We arrived and setup our laptops.  I was the only non-Mac user, and my laptop is so old and dysfunctional that I couldn’t connect to the wireless.  Fortunately, the boy scout in me thought to bring some ethernet in hopes of having a jack to plugging in to.

We had to sacrifice the XBOX 360’s network so that I could participate with internet access.  Oh, the drama!

We broke out a whiteboard and started talking through our idea a bit more than the scant pre-rumble meetings.  This was also important because our Friday night AWOLer, who was our designer, was in attedance.

With the game plan solidified, we were seated in front of many donuts and donut holes, plenty of soda options, and a 60″ plasma playing Bee Movie (in progress).

This is where I get tired of journaling the entire adventure, so to summarize, I consumed:

  • half a dozen donuts
  • half a dozen donut holes
  • easily 8 20oz sodas (Diet Mt.Dew, Diet Dr.Pepper, Cherry Coke Zero…and more!)
  • a double burger and cajun fries from 5 Guys Bruger and Fries
  • a dozen cookies (home cooked, not sure if home made)
  • 6 slices of pizza (Papa Johns)
  • scrambled eggs
  • 2 slices of toast
  • chips w/salsa and cheese dip

We also turned on about a half dozen movies to varying degrees of completeness and a few TV shows.

Before we got too far into the actual design of the logo and other style choices, we decided to name our application “Back In Black” to play off the accounting world where being in the red is bad and black is good.

Later in the evening, our designer had rolled out a our logo and good start on the styling of the application.  And somewhere along that time, someone queued up AC/DC’s song “Back In Black”.  As the design neared is initial phase of completion, the energy levels went through the roof.  A good design can be a great motivator.

During the wee hours, we began to lull a little bit and even took a few power naps.


As the morning hours neared, we gather ourselves and defined a checklist of remaining goals that we wanted to see completed before turning in the final product.

We quickly hammered out the last few features and even had time to add one last feature over the following hours until deploy time.

I had already been doing deploys to ensure that worst case scenario, we had something on the server by the deadline.  There was a kink.  As I went to do the actual deploy, I had to restart Apache so that it would take the phusion changes and the new virtual host.  Uh oh, error!  What?  Why?

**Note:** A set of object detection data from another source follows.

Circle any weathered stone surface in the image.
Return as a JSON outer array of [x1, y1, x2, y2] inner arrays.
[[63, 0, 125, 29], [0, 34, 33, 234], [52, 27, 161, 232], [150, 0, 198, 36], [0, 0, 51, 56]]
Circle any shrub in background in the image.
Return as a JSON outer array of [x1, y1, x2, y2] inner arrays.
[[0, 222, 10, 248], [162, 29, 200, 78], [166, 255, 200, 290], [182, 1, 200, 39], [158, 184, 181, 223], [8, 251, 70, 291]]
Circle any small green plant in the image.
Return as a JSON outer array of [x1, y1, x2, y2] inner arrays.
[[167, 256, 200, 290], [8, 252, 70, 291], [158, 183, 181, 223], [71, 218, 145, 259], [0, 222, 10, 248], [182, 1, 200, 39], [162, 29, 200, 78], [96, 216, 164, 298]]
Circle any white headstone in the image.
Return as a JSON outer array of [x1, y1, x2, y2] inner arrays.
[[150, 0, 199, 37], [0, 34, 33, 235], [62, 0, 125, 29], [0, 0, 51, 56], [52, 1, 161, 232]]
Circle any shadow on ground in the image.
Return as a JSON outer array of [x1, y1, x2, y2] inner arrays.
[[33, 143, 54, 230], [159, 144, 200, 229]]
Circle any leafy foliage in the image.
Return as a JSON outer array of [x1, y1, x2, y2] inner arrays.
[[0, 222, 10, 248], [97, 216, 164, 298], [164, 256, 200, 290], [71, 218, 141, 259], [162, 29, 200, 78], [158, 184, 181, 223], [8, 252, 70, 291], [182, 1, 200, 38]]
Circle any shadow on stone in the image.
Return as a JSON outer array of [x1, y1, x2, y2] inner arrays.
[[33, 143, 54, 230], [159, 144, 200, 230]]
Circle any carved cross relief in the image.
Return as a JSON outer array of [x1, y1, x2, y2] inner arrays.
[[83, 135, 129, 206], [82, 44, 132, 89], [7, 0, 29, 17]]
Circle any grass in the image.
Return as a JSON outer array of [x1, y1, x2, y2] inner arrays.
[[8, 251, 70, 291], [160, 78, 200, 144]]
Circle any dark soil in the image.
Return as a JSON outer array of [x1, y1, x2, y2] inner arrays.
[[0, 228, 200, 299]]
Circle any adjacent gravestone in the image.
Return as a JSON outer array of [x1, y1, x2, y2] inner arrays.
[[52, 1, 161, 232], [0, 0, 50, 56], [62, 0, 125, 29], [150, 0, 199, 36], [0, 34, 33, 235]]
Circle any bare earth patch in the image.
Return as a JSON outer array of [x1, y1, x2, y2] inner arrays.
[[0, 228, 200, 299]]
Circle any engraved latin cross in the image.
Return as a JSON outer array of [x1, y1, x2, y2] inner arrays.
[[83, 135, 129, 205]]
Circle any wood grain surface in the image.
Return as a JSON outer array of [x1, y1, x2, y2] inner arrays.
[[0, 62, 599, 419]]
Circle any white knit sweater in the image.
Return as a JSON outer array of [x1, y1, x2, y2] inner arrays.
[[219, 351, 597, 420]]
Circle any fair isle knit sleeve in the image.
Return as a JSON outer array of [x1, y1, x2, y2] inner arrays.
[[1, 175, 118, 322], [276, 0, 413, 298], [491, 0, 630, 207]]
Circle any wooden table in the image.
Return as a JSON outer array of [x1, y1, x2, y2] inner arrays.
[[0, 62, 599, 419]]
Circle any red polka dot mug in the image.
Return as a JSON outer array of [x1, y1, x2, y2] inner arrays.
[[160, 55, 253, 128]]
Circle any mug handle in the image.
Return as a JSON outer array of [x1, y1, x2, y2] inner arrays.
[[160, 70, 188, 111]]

It turned out to be something simple in the realm of permissions.  Crisis averted, we were set.  Application turned in, ready to be tagged.  But wait!  Another problem.  Great, this is the way of software isn’t it?  An IE problem.  Fortunately, the team was quick to solve the bug, we pushed the changes, tagged the branch, bid our farewells and grabbed a container of cookies to take home.

The End

View our completed project at http://diedebtdie.r08.railsrumble.com

Damage Assessment:

  • consumed way too many calories (didn’t bother to weigh myself when I got home)
  • ear ache (might be a sinus infection) exacerbated by lack of sleep
  • I aged another year (though it’s been 365 days coming …had to calculate for leap year)
  • wet keyboard from wet dog beard (golden retriever style)
  • dog snot on pants and face (from the little guy, I forget which breed)
  • pizza sauce on my bright green shirt…very festive
  • delirium from lack of sleep

Huge thanks to Eldon for hosting and coding skills and Scotty for design and coding.  I was going to fly solo for the rumble this year, but it was easily 10x more fun with a team.  Thanks to Eldon’s wife for hooking us up with the food and drink and his pets for their entertainment.